It may seem ridiculous, but it's a marked step up from the "thoughts and prayers" strategy.

It may seem ridiculous, but it's a marked step up from the "thoughts and prayers" strategy. Presidio of Monterey

During the last session of the Minnesota Legislature, Republican leaders barred any gun control bill from receiving a vote. They did, however, allocate money for schools to do things like “harden” classrooms and pay for security cameras.

While this may make for slightly less blood, thus saving janitorial overtime costs, it will do nothing to stop the next school shooter.

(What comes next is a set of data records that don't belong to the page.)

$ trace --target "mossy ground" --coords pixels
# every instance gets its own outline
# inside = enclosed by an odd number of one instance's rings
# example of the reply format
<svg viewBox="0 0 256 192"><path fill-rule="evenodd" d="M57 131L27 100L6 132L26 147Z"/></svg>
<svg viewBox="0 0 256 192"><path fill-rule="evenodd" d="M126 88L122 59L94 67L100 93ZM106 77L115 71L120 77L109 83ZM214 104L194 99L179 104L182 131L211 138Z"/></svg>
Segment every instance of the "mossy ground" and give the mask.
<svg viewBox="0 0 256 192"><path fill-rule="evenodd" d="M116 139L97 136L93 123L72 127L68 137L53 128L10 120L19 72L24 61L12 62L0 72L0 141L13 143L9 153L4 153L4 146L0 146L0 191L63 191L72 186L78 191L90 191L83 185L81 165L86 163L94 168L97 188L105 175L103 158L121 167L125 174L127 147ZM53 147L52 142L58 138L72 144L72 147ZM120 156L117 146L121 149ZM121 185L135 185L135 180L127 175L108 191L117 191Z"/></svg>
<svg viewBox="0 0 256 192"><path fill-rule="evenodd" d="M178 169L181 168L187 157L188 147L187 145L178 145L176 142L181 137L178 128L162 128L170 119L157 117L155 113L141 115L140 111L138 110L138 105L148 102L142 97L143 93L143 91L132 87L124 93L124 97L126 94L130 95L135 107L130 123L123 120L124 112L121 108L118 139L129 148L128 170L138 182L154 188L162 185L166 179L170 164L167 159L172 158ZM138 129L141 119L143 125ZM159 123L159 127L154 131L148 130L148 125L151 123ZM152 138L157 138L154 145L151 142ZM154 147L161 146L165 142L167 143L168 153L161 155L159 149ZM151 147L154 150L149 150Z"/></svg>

Still, it marked an improvement over Republicans’ previous plan, which involved having an intern revise a prepared statement of “thoughts and prayers,” lest they be accused of just copying and pasting from the last shooting. God can only tolerate so much insincerity. 

Now, our northerly neighbors in Michigan have come up with a new plan. Though it may be just as ineffectual, it certainly gets points for inventiveness.

Oakland University in suburban Detroit doesn’t allow guns on campus. This is a wise decision born from research, since more guns simply create more crime.

Yet earlier this year, school Police Chief Mark Gordon was conducting another round of active shooter training, which threatens to surpass the study of geology on most campuses.

Someone asked what they might do to defend themselves from the coming slaughter. Gordon, a former youth hockey coach, recalled once taking a puck to the head. The idea of puck as defensive weapon bloomed from there.

The teacher’s union has already distributed them to 800 faculty members, with another few thousand headed to students. At 94 cents a piece, they make for an inexpensive instrument of combat. And if you’ve ever taken a slapshot at close range, you know they hurt. Really hurt.

Still, professors are better known for their cerebral gifts, not their athletic. The chances of a well-placed hurl with sufficient heat are slim. But the attention gained from the giveaway has allowed them to raise money for a more practical defense: locks on classroom doors.

Minnesota could learn a thing or two from Oakland University. With the DFL retaking our state House, and the GOP with but a one-vote majority in the Senate, hope is high that meaningful gun control can finally pass this year.

If not, pucks are among our more abundant natural resources. Start stretching those arms, professors.